So much has happened in the past week.

Last weekend H came and stayed at the house. We went on fancy date night that Friday, but he didn't feel well and the dogs had thrown up all over the bed and peed in the closet, so it didn't end on the best note. I cried because I was frustrated. H was very good about trying to comfort me, and I was good about not taking it out on him.  (def 180 there)

Saturday he worked a lot, and I felt like he was pretty standoffish but I know he was stressed so I tried to not take it personally and leave him alone. We went to a couple's house that we are friends with, and H brought up a previously discussed joint couples trip to them but then on the way home in the car said we are both still figuring out what we wanted, which hurt me. We did then did go home and have amazing time in bed, where I definitely felt loved.

Sunday morning he initiated a serious R talk before leaving that afternoon for a 2 week work trip. Spent all morning hugging me, kissing me, saying he loved me, saying he had wanted to wait to bring it up until after his trip b/c he wanted to be around and see where I felt about it instead of then jetting off for work.

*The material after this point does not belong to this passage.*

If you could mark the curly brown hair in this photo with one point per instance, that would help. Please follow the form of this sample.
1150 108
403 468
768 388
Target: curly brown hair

We have spent the past several days discussing things. I've asked a lot of tough questions - like why the sudden turnaround? He has been impressively communicative and emotionally mature and thorough when answering. He has put in amazing time and effort telling me about his feelings, being super open and emotionally mature. H said that he was sorry for not believing that I could turn things around, but that he saw I really had done the 180s I talked about and that he can tell they were for me and not to win him back. I feel like we are actually on the same page and he is now solutions oriented and in touch and he appreciates how positive I am being, too. I've felt a whirlwind of emotions and just let myself feel them to get through them. I have been open about being scared to trust it, and he has really connected with me again emotionally. Sunday he talked about how he doesn't believe in soulmates (neither do I), but that he never fell out of love with me, but was miserable and hurt with how I was treating him. I sent him a list of things I need to trust it and where I want us to grow (many of these we discussed in MC). I have taken time the past few days to digest and see how I feel about it and how he is acting, and he is showing me with his actions. Has proactively contacted looking for a new MC (neither of us liked the one we had), being in way more contact, etc. A 180 on his part in the past few months. He said he feels much less codependent on me, and feels good about it. We are both careful to not get swept up in the positive emotions, which is reassuring. He said he knows it'll be hard, and that coming back is the harder choice than to leave because of what we need to work through, but that he thinks we can come out the other side together a stronger couple. He clearly has put a lot of thought into this and fully opened up. He has contacted work to see when/how he can move back home and still do whatever duties he is responsible for in the other office. He overall is just more...emotionally grounded I guess is the word? He put his wedding ring back on. I am zero percent confused on how he feels. He's noticed the positive reinforcement I have given him when he opens up and voiced appreciating it. We are still reading some books together. I do feel I handled the tension over the past few weekends when it occurred much better than I had before. I've been fully open about my concerns, but also my commitments. So, we will see, but I do feel good.